The wild-type enzyme, DNPH1WT, presented a biphasic response; a rapid reduction in fluorescence was followed by a partial recovery and a temporary plateau. At longer timescales (Supplementary Fig. 4a) additional signal recovery was retarded at higher substrate concentrations, indicative of substrate depletion. Shorter timescales showed that the magnitude and rate of initial signal loss correlated with increasing substrate levels (Supplementary Fig. 4b), indicating that this first phase represents substrate binding.

In contrast, the long and short timescale data for the catalytically inactive mutant DNPH1E104Q presented as a single phase, consisting of a rapid decrease in fluorescence intensity that was dependent on substrate concentration (Supplementary Fig. 4c and d). In the absence of substrate turnover, this signature is indicative of the rapid build-up of the Michaelis complex, ES. We therefore conclude that the rapid partial signal recovery seen with wild-type DNPH1 indicates a reduction in ES complex levels and subsequent build-up of the glycosyl-enzyme intermediate (EI) during substrate turnover. These results show that the second catalytic step (k3), and not the first (k2), is rate-limiting for the wild-type enzyme in the steady-state.
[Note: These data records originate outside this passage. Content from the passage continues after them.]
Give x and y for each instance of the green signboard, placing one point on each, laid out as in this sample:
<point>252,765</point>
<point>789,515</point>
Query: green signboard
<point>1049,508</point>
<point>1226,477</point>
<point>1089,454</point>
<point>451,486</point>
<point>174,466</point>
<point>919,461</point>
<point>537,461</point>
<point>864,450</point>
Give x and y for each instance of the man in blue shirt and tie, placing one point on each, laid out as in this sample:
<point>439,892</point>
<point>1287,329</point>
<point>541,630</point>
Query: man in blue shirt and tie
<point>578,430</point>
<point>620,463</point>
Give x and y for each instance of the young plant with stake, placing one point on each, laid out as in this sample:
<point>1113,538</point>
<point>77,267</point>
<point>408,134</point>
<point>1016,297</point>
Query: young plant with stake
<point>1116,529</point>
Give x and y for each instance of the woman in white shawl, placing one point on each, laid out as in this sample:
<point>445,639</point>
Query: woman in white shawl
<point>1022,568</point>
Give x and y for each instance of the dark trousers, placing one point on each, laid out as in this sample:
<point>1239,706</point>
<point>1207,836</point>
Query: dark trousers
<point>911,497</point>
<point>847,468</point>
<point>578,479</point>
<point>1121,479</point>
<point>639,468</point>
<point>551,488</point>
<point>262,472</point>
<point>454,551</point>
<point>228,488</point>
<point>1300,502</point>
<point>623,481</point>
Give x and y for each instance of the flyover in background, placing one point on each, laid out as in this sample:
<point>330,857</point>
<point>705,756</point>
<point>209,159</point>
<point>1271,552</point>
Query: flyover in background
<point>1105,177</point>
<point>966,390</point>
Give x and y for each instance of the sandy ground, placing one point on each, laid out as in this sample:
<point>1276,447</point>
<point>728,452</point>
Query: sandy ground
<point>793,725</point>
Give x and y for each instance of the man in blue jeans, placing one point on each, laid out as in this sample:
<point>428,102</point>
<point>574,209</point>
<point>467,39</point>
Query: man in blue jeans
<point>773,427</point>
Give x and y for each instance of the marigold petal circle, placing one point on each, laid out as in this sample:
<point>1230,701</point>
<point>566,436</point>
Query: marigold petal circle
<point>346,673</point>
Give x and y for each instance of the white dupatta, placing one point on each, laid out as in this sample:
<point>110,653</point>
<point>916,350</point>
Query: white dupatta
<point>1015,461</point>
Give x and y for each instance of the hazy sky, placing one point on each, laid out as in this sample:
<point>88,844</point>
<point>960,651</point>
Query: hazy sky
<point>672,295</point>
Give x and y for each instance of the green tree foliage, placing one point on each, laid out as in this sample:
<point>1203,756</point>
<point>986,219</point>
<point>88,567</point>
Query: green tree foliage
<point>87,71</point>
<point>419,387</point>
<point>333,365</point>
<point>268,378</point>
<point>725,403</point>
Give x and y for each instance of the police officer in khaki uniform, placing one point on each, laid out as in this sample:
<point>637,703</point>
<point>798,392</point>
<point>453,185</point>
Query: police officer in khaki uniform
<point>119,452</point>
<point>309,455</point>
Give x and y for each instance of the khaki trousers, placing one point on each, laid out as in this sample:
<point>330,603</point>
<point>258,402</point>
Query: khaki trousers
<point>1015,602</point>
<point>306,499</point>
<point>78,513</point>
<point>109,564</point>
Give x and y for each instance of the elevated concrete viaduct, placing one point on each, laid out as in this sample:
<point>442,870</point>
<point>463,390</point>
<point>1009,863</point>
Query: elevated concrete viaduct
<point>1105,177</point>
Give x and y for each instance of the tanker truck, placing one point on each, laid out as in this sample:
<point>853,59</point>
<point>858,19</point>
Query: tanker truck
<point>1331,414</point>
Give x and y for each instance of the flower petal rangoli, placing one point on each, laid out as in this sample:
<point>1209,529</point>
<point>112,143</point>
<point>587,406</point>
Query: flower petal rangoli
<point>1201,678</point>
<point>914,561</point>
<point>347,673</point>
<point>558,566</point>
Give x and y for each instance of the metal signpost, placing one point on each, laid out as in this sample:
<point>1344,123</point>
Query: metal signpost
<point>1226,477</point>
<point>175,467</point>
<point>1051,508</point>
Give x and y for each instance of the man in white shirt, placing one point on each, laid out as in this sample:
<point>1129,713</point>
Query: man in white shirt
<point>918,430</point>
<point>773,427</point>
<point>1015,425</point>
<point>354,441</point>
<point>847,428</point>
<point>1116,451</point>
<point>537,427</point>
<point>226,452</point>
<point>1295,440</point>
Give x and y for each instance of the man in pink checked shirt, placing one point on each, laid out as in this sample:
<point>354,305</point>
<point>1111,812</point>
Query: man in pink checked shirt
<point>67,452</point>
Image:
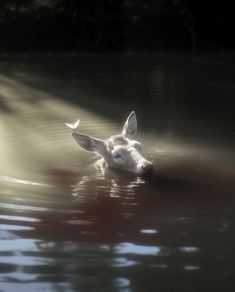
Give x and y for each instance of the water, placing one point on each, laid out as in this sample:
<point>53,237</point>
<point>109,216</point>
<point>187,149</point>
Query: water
<point>68,224</point>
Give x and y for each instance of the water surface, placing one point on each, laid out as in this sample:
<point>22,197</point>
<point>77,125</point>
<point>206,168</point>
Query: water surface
<point>68,224</point>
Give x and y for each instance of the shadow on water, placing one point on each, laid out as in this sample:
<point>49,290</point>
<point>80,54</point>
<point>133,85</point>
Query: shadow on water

The long and short timescale data for DNPH1H56A resembled those of DNPH1E104Q, and presented as a single phase that indicates maintained build-up of the ES complex (Supplementary Fig. 4e and f). Since DNPH1H56A retains activity, albeit ~11-fold reduced in comparison with DNPH1WT, we infer that the first catalytic step (k2), rather than the second (k3), is rate-limiting. These results demonstrate that H56 plays a direct role in catalysis, possibly by stabilising the hmU leaving group during glycosidic bond cleavage. This stabilisation accelerates the first catalytic step, as observed with other DNA repair glycosylases.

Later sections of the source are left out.